The "complement" examples:
- A new discussion opens: render the active preset's
FileItems (curation) + thedisc_entries(discussion) + the knowledge digest (knowledge). Optionally append{rag-context}if the user has opted in. - The LLM asks "what's the execution clutch?": try knowledge first (the user has decided it's a durable concept). Try discussion second (search the prior entries for "clutch"). Try RAG third (semantic search across the indexed codebase). Curation fourth (the user has configured specific files).
- The user asks "where does X happen?": RAG is the natural shape for this question (semantic search). Use it.

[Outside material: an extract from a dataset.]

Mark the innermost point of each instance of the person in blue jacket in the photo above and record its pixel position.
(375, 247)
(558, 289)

3. Provenance required (Rule 3)
The principle. When RAG returns results, the user must be able to see which file and which chunk produced the result. No black boxes.
The RAG result shape (per RAGEngine.search):
@dataclass
class SearchResult:
file_path: str # the absolute path
chunk_offset: int # byte offset within the file
chunk_length: int # length in bytes
content: str # the matched text
similarity: float # the cosine similarity
The display in the LLM context (the {rag-context} block):
{rag-context}
## src/ai_client.py:512-768 (similarity: 0.87)
...content...
## src/aggregate.py:142-289 (similarity: 0.82)
...content...
{/rag-context}
The display in the GUI (the per-result tooltip):
[Anthropic cache-aware send]
File: src/ai_client.py:512-768
Similarity: 0.87
Click to jump to file
The provenance is not optional. If a result has no provenance, it doesn't go in the context.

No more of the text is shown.